Deep Inelastic Neutron Scattering from Liquid HELIUM-4

We have performed an extensive series of high resolution deep inelastic neutron scattering measurements on liquid ^4He at a number of high momentum transfers for several temperatures and densities in both the normal and superfluid phases. The primary goal of these measurements was to obtain information on the momentum distribution of liquid ^4He. The shape of the momentum distribution of liquid ^4 He in the superfluid phase is of fundamental interest since, according to our present theoretical understanding of superfluidity in bulk ^4He, a delta-function singularity at p = 0 should exist due to the Bose condensate. A secondary goal, motivated by our momentum distribution studies, was to investigate the nature of the corrections to the Impulse Approximation, called final state effects (FSE), in deep inelastic neutron scattering from liquid ^4 He.
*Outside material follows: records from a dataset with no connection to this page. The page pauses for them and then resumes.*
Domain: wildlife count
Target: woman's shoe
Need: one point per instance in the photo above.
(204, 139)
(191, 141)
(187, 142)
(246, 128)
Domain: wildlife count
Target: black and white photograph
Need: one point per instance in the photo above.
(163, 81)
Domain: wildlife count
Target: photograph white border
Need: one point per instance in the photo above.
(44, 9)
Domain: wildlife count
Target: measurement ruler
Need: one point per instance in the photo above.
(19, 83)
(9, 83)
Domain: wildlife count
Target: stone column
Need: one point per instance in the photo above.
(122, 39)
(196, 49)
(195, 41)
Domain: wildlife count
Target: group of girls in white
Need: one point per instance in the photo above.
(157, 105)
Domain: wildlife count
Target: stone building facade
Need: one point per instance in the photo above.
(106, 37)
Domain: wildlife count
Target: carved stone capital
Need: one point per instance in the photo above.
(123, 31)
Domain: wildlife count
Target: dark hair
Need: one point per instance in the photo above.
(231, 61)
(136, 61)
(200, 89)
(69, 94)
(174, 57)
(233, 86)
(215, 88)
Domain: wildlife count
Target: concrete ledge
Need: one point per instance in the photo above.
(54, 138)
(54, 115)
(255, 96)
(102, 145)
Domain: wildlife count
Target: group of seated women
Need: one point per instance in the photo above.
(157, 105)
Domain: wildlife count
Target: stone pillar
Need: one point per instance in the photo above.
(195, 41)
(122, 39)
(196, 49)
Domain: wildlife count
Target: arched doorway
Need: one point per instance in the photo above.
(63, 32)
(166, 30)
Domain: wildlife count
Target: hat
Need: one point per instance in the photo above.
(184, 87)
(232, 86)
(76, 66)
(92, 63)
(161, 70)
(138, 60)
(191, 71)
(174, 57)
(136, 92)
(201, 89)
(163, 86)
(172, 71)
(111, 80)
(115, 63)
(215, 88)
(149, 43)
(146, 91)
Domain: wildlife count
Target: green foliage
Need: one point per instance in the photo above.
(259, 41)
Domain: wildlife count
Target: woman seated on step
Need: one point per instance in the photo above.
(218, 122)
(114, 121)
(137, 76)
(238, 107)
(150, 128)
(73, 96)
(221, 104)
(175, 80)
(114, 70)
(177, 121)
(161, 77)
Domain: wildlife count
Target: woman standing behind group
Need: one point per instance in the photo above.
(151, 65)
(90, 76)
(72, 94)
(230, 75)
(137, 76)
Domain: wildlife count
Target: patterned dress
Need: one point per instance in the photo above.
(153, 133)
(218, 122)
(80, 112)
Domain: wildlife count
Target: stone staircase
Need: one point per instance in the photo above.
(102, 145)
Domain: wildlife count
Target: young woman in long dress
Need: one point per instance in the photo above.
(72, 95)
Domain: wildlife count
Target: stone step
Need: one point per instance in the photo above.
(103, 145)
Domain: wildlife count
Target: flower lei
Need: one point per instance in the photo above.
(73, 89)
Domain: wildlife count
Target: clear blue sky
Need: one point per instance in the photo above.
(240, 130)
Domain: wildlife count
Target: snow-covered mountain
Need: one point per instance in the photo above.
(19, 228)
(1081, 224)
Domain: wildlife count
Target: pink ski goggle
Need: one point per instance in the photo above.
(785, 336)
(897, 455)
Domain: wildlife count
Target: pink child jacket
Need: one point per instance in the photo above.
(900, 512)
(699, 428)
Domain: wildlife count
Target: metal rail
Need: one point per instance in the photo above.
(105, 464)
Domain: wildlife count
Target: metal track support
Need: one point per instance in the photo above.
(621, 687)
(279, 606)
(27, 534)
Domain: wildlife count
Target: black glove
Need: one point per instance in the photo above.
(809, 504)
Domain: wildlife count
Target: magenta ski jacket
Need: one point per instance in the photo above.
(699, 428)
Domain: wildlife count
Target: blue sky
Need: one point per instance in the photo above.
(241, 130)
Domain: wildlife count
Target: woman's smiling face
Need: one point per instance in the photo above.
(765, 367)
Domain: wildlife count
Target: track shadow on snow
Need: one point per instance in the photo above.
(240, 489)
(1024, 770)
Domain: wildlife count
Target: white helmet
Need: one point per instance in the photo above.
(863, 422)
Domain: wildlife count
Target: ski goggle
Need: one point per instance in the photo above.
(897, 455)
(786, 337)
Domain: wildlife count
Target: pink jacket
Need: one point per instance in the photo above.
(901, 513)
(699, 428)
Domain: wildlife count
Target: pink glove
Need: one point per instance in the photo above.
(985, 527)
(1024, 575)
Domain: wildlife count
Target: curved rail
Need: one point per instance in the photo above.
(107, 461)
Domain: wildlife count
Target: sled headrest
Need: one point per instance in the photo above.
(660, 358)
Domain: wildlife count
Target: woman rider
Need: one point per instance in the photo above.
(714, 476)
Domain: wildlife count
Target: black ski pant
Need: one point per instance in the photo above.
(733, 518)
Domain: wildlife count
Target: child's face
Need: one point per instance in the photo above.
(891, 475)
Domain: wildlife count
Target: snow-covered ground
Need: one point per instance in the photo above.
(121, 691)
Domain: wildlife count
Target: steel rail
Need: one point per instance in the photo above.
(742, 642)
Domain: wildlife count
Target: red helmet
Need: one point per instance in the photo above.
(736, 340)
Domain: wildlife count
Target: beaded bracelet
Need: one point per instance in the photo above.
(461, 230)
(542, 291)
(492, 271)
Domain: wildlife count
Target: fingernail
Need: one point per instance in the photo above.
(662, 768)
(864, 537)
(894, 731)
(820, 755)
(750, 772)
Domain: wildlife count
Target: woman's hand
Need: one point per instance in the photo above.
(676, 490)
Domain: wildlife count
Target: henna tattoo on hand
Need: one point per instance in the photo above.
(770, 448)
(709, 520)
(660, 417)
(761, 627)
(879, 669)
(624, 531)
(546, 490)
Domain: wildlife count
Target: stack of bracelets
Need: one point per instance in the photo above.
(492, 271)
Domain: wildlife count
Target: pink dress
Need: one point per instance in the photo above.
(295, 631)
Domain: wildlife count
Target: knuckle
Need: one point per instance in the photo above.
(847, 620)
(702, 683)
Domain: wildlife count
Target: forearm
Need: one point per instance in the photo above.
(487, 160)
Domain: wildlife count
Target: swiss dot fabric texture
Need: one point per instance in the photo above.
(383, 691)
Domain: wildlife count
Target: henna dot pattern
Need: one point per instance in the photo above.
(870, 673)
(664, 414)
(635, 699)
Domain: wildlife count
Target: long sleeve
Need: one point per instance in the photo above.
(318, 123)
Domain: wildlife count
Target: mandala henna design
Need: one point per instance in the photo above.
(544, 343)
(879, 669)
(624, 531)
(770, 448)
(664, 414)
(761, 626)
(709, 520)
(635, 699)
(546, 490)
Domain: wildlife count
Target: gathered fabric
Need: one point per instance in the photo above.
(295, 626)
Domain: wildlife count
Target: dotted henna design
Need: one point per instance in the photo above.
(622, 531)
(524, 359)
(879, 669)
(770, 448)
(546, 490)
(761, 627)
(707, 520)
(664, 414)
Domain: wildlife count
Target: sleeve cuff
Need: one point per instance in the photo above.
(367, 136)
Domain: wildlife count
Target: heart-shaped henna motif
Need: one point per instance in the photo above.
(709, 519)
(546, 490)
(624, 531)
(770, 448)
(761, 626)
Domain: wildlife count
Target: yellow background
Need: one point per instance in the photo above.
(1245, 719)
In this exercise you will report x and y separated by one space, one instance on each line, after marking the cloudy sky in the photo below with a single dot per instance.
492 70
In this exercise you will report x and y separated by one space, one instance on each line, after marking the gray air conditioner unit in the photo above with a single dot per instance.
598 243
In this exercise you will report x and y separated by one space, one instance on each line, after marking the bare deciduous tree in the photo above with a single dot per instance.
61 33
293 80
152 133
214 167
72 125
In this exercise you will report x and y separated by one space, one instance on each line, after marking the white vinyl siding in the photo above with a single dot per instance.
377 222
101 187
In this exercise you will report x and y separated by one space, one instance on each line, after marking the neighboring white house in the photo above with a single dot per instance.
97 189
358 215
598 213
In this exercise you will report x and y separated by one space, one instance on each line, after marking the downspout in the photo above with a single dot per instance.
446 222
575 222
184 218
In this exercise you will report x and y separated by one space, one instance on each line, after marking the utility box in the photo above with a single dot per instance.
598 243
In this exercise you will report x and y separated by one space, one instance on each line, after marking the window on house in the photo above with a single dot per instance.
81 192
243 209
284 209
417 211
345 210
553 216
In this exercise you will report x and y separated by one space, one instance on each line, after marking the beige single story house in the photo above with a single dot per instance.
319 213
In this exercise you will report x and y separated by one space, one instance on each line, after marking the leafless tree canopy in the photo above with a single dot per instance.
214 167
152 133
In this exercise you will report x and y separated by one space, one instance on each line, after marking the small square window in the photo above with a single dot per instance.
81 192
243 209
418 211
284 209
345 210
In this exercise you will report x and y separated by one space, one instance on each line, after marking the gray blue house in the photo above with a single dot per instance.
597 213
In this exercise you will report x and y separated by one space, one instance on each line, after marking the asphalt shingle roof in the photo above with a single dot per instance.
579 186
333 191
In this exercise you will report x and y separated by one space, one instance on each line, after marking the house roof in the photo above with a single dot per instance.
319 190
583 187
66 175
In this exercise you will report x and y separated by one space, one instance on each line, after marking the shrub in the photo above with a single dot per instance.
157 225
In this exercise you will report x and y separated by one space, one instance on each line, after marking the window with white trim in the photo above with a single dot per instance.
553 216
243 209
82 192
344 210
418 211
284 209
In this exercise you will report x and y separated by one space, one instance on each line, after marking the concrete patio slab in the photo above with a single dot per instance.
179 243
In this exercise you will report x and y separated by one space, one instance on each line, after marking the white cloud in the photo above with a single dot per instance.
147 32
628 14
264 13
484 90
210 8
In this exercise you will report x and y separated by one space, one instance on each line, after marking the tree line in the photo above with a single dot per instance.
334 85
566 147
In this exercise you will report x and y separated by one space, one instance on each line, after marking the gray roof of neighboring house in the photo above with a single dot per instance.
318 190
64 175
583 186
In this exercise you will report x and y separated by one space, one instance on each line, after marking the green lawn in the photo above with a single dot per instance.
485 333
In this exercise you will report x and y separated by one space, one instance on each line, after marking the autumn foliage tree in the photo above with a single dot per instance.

The observed Compton profiles, whose shape depends on both the underlying momentum distribution and FSE, have been analyzed under two complementary assumptions. Under the assumption that calculations of the momentum distribution using the Green's Function Monte Carlo method are accurate, we have used the low density scattering data to evaluate FSE theories and to extract the form of FSE corrections. At a momentum transfer of Q = 23A^{-1 }, we find that only recent theories due to Silver and Carraro and Koonin are consistent with the data. At lower values of Q, we find that no current theory describes the observed FSE completely. Under the assumption that the recent theory by Silver for FSE in liquid ^4He is accurate, we have compared the data at Q = 23A ^{-1} with theoretical calculations of the momentum distribution. We obtain excellent agreement between the theoretical calculations of the momentum distribution, Silver's theory for FSE, and the scattering data at all temperatures and densities in both phases. In addition, we have extracted information on the shape of the underlying momentum distribution, including the average kinetic energy and the condensate fraction. Our results provide strong evidence for a narrow component in the momentum distribution of the superfluid phase corresponding to the Bose condensate.